My Carolina (it might be a California) mantis molted while I was on vacation. It looks like it has wings now but it hasn't tried to fly yet.

He used to have a nice brown markings but he looks really pale since he molted.

Anyawy, I fed him some flies today and I was able to get a shot while he was in mid strike.

He's so fast that you can see motion blur even though I used a flash and high shutterspeed.







Here he is eating the fly.


----------



## sablechapter (Aug 26, 2006)

wow really nice picture

u should submit it to a contest or something


----------



## Rick (Aug 27, 2006)

That is a female and they can't fly.


----------



## chris_photo (Aug 27, 2006)

> That is a female and they can't fly.


Ahhhhh!

How can I tell the difference?


----------



## sean (Aug 27, 2006)

Hi chris... nice photo! If you look at the underside of the mantid's abdomen... you will be able to count 6 segments for a female and 8 for a male. Yours looks like it has 6. Also im not too sure with carolina mantids but a males wings would probably extend over and slightly past the abdomen as well.


----------



## chris_photo (Aug 27, 2006)

That's why I love this place. Everyone here is helpful, friendly and informative.

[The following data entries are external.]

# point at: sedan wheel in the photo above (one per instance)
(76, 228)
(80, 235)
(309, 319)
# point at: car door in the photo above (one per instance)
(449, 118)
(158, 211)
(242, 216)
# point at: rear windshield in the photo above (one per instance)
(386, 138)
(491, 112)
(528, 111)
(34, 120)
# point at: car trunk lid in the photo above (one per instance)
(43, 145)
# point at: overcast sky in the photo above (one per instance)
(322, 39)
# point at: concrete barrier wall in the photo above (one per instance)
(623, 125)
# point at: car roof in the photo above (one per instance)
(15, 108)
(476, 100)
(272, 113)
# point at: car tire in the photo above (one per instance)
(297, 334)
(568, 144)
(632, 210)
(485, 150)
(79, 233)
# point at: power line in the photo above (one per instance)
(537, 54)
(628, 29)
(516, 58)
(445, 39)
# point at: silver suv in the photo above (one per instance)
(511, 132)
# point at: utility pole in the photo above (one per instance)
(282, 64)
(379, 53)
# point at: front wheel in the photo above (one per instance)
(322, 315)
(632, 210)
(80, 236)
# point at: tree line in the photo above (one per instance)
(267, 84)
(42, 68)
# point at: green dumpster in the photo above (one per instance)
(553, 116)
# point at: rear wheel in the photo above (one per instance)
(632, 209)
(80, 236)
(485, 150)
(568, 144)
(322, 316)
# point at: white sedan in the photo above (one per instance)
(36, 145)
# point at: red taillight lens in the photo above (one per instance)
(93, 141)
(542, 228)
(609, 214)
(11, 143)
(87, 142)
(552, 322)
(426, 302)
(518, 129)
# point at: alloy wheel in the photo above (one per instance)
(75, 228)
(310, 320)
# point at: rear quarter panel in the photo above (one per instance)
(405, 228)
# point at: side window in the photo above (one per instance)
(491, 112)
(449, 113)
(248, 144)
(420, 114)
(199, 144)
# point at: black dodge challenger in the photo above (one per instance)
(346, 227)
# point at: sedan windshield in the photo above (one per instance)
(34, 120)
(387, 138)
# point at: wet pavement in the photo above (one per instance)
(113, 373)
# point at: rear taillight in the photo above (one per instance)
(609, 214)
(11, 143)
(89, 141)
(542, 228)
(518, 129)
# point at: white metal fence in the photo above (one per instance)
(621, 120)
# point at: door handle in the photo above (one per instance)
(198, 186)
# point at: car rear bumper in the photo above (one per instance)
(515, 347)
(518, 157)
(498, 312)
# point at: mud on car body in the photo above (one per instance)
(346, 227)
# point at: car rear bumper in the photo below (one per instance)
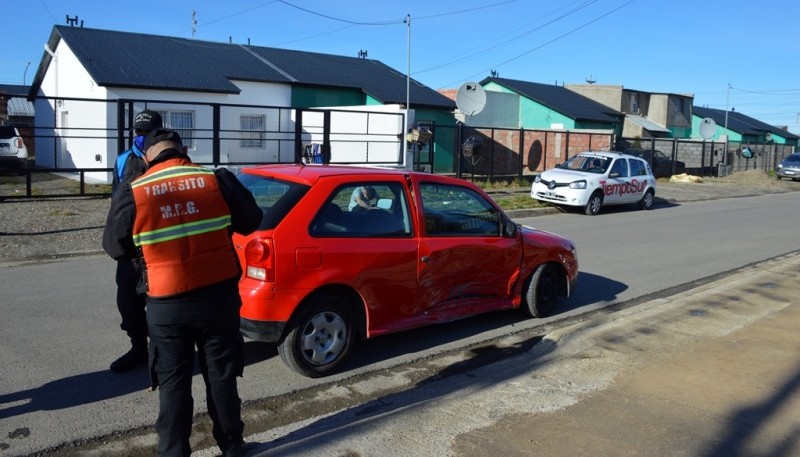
(264, 331)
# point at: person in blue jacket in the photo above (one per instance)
(130, 165)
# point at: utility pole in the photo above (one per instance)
(727, 104)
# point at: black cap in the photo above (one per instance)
(159, 135)
(148, 120)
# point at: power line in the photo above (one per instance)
(519, 56)
(468, 56)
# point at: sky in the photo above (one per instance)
(743, 56)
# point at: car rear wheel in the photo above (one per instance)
(594, 204)
(647, 200)
(320, 338)
(542, 291)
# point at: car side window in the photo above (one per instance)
(620, 166)
(389, 217)
(638, 168)
(458, 211)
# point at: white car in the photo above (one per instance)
(12, 149)
(591, 180)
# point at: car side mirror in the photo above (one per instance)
(384, 203)
(509, 228)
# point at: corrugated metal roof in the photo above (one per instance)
(124, 59)
(741, 123)
(645, 123)
(561, 99)
(20, 107)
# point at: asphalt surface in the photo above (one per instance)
(711, 371)
(714, 371)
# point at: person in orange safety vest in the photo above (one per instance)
(178, 218)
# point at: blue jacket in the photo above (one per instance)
(129, 166)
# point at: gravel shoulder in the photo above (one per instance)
(49, 229)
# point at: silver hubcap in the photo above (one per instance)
(323, 338)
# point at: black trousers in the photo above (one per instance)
(131, 303)
(220, 354)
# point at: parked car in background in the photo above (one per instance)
(591, 180)
(318, 276)
(662, 165)
(789, 167)
(13, 153)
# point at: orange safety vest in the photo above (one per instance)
(182, 228)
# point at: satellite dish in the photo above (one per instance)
(707, 128)
(471, 98)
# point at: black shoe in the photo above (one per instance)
(236, 450)
(129, 360)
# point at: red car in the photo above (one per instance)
(324, 271)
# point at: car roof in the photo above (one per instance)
(608, 154)
(310, 174)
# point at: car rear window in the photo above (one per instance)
(274, 196)
(7, 132)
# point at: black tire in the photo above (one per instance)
(647, 199)
(320, 338)
(542, 291)
(594, 204)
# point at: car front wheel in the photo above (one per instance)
(594, 204)
(647, 200)
(542, 291)
(321, 337)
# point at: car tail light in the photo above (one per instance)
(260, 260)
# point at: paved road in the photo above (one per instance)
(60, 334)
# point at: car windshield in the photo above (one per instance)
(7, 133)
(275, 197)
(587, 163)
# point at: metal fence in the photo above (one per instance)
(714, 158)
(76, 141)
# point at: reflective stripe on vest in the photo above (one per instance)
(182, 228)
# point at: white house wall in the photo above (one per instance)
(362, 134)
(230, 148)
(70, 133)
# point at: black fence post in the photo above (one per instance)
(522, 154)
(215, 140)
(121, 126)
(326, 137)
(298, 136)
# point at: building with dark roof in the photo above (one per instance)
(740, 128)
(546, 106)
(92, 81)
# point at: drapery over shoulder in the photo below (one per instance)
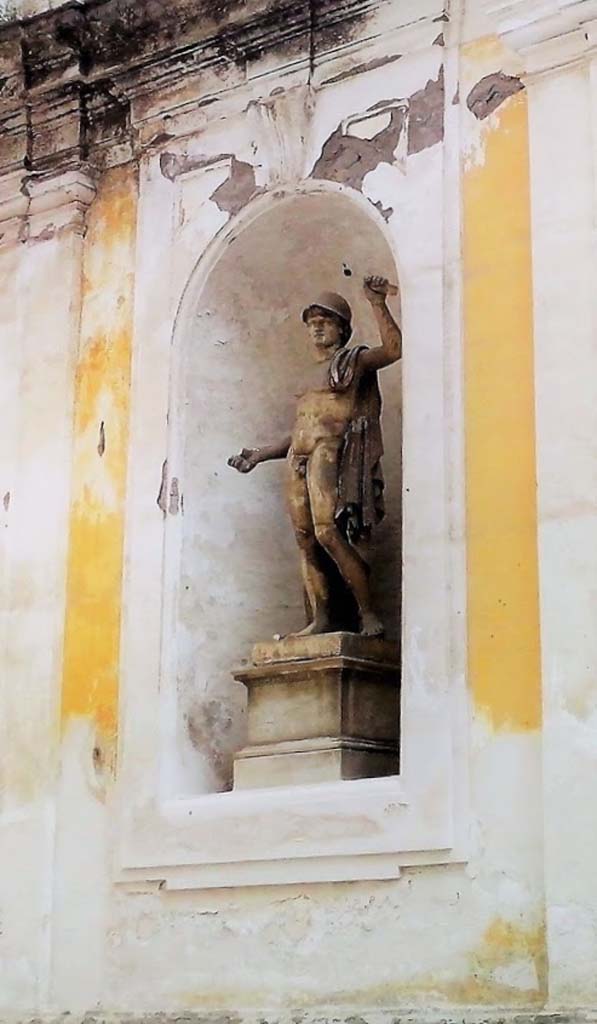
(360, 484)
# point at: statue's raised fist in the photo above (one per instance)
(245, 461)
(377, 288)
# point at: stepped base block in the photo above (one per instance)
(321, 709)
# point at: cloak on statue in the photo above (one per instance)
(360, 484)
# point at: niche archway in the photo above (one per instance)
(244, 354)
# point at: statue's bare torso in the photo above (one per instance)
(322, 415)
(326, 415)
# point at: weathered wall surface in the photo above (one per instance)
(157, 168)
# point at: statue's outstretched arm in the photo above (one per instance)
(249, 458)
(377, 290)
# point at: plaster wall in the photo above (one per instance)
(121, 399)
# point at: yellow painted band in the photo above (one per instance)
(100, 443)
(502, 554)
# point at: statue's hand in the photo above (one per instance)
(245, 461)
(377, 289)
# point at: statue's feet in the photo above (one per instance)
(371, 626)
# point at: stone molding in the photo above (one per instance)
(37, 207)
(547, 36)
(328, 1015)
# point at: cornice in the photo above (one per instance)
(76, 83)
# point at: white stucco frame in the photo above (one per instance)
(357, 829)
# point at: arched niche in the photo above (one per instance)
(244, 355)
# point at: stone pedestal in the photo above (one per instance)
(321, 709)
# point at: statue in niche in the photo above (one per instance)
(335, 482)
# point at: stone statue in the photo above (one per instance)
(335, 484)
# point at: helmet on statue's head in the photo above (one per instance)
(333, 303)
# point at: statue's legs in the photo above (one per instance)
(314, 580)
(323, 492)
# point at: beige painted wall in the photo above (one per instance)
(468, 884)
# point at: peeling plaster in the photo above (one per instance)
(491, 92)
(233, 194)
(174, 497)
(347, 159)
(361, 68)
(161, 499)
(426, 116)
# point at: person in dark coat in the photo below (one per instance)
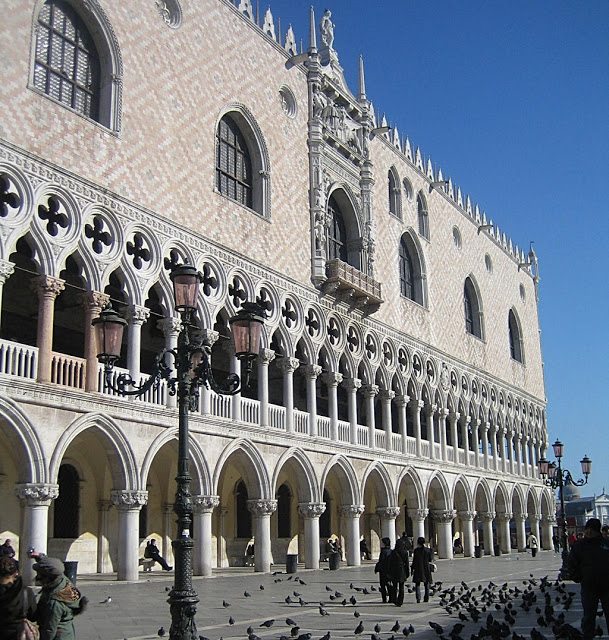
(17, 602)
(399, 570)
(421, 557)
(588, 564)
(382, 568)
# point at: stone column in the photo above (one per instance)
(442, 413)
(465, 435)
(6, 269)
(35, 500)
(103, 506)
(485, 427)
(128, 504)
(261, 511)
(209, 338)
(47, 288)
(312, 371)
(443, 520)
(93, 303)
(332, 380)
(352, 385)
(467, 524)
(504, 532)
(418, 522)
(386, 396)
(401, 402)
(310, 512)
(265, 357)
(547, 528)
(521, 537)
(351, 514)
(370, 391)
(487, 518)
(203, 507)
(287, 366)
(388, 517)
(171, 328)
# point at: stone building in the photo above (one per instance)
(400, 383)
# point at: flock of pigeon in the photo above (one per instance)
(490, 612)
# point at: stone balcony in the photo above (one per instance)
(352, 285)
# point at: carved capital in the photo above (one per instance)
(262, 507)
(34, 494)
(125, 499)
(388, 513)
(288, 365)
(443, 516)
(352, 510)
(311, 509)
(418, 515)
(204, 504)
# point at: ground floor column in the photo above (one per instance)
(467, 526)
(521, 531)
(261, 511)
(351, 514)
(443, 520)
(310, 511)
(203, 507)
(128, 504)
(35, 500)
(418, 523)
(505, 542)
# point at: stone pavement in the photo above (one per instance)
(139, 609)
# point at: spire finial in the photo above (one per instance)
(312, 34)
(362, 79)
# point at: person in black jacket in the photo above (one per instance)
(17, 602)
(421, 572)
(588, 564)
(382, 568)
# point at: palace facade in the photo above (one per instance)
(400, 383)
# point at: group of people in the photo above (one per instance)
(394, 568)
(49, 618)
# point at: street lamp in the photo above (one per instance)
(192, 369)
(556, 477)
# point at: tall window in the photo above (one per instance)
(516, 350)
(423, 216)
(67, 503)
(233, 163)
(66, 63)
(471, 309)
(337, 234)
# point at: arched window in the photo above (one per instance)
(284, 512)
(243, 516)
(516, 346)
(422, 216)
(233, 163)
(411, 270)
(66, 65)
(393, 185)
(337, 233)
(67, 504)
(471, 309)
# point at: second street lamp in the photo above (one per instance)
(191, 369)
(556, 477)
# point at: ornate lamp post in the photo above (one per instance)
(191, 359)
(556, 477)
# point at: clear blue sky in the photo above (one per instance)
(511, 99)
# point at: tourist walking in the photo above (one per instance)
(421, 570)
(588, 564)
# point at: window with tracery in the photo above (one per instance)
(66, 65)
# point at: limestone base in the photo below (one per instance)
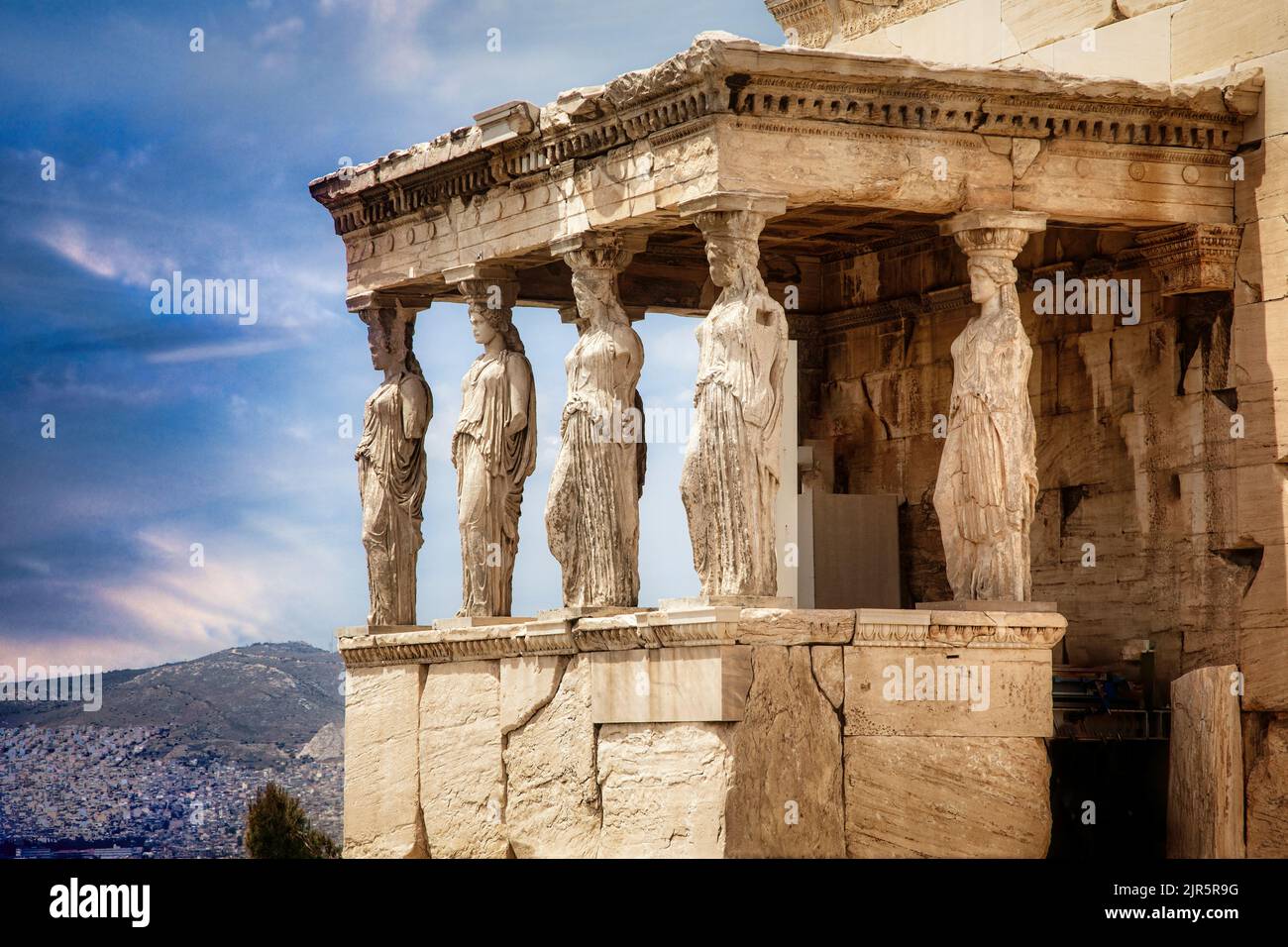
(699, 732)
(726, 600)
(986, 605)
(477, 621)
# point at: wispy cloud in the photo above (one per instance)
(210, 352)
(107, 257)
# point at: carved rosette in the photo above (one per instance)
(1190, 258)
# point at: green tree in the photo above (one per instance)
(277, 827)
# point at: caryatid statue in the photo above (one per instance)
(988, 484)
(493, 446)
(729, 482)
(592, 508)
(391, 464)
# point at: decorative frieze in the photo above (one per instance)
(806, 89)
(699, 626)
(1189, 258)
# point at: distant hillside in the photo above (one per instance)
(258, 702)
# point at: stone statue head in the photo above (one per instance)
(386, 344)
(595, 291)
(488, 324)
(733, 249)
(990, 275)
(389, 334)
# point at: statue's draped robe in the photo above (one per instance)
(391, 484)
(490, 468)
(592, 509)
(729, 482)
(987, 487)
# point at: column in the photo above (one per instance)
(391, 457)
(493, 444)
(592, 508)
(988, 483)
(730, 475)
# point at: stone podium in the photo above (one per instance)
(717, 732)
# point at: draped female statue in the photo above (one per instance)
(988, 484)
(391, 467)
(592, 508)
(493, 450)
(730, 475)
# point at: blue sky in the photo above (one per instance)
(180, 429)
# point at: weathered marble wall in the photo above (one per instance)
(1133, 441)
(755, 738)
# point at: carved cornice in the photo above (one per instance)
(1189, 258)
(993, 232)
(698, 626)
(814, 22)
(805, 90)
(489, 285)
(596, 250)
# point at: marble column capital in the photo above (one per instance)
(597, 250)
(993, 232)
(484, 283)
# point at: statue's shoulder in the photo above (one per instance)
(415, 389)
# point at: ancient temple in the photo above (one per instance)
(1031, 311)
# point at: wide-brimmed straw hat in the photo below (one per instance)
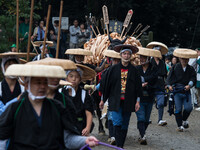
(120, 47)
(111, 54)
(88, 73)
(39, 43)
(185, 53)
(65, 64)
(63, 82)
(163, 47)
(149, 52)
(35, 71)
(78, 51)
(7, 54)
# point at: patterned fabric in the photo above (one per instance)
(124, 74)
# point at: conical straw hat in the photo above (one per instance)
(65, 64)
(185, 53)
(63, 82)
(88, 73)
(78, 51)
(163, 50)
(149, 52)
(35, 71)
(7, 54)
(111, 54)
(22, 61)
(38, 43)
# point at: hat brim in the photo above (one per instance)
(35, 71)
(164, 49)
(65, 64)
(149, 52)
(78, 51)
(88, 73)
(185, 53)
(120, 47)
(38, 43)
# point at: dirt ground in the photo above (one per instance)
(160, 138)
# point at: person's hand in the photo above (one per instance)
(144, 84)
(187, 87)
(91, 141)
(86, 131)
(101, 104)
(137, 106)
(170, 88)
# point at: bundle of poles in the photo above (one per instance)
(30, 28)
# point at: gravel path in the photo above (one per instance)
(160, 138)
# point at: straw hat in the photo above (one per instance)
(65, 64)
(163, 50)
(35, 71)
(185, 53)
(149, 52)
(63, 82)
(22, 61)
(111, 53)
(88, 73)
(38, 43)
(120, 47)
(7, 54)
(78, 51)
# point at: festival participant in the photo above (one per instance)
(149, 77)
(160, 84)
(79, 55)
(9, 86)
(122, 87)
(35, 121)
(181, 78)
(53, 84)
(80, 97)
(114, 59)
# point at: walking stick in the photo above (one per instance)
(102, 25)
(59, 28)
(128, 29)
(104, 144)
(30, 30)
(17, 26)
(139, 26)
(105, 17)
(46, 30)
(127, 20)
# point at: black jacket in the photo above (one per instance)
(111, 82)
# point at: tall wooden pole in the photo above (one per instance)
(17, 25)
(46, 30)
(59, 28)
(30, 30)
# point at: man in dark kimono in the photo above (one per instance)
(36, 122)
(123, 88)
(149, 78)
(181, 78)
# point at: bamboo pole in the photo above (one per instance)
(46, 30)
(17, 25)
(59, 28)
(30, 30)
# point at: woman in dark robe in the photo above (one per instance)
(181, 78)
(36, 122)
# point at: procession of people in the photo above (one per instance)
(50, 103)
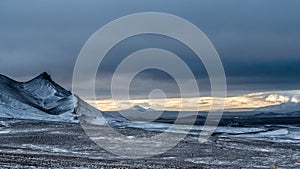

I like sharing my pictures here because you guys appreciate it more.  

When I share them with non-invertebrate people, they cringe! :shock: :lol: 



> Hi chris... nice photo! If you look at the underside of the mantid's abdomen... you will be able to count 6 segments for a female and 8 for a male. Yours looks like it has 6. Also im not too sure with carolina mantids but a males wings would probably extend over and slightly past the abdomen as well.


----------



## sean (Aug 27, 2006)

Your welcome! Its nice to see these 'in action' photos... and everyone loves close ups!


----------



## Rick (Aug 27, 2006)

Most kinds of mantids I can tell male from female at first glance. You don't need to count segments when it comes to adults. Or at least I don't need to. Males are thinner and more petite. They have a long thin abdomen that ends in an upturned cup shape. Females are more heavily built with a short wide abdomen that ends in sort of a point. Those mantids like you have in your pic have another way, the females wings are short and incapable of flight.


----------



## Rob Byatt (Aug 28, 2006)

Chris,

nice photos mate. I'm interested to know what shutter speed you used ?

Rob


----------



## chris_photo (Aug 28, 2006)

> Chris,nice photos mate. I'm interested to know what shutter speed you used ?
> 
> Rob


1/200th...as fast as my camera would synch to the flash.


----------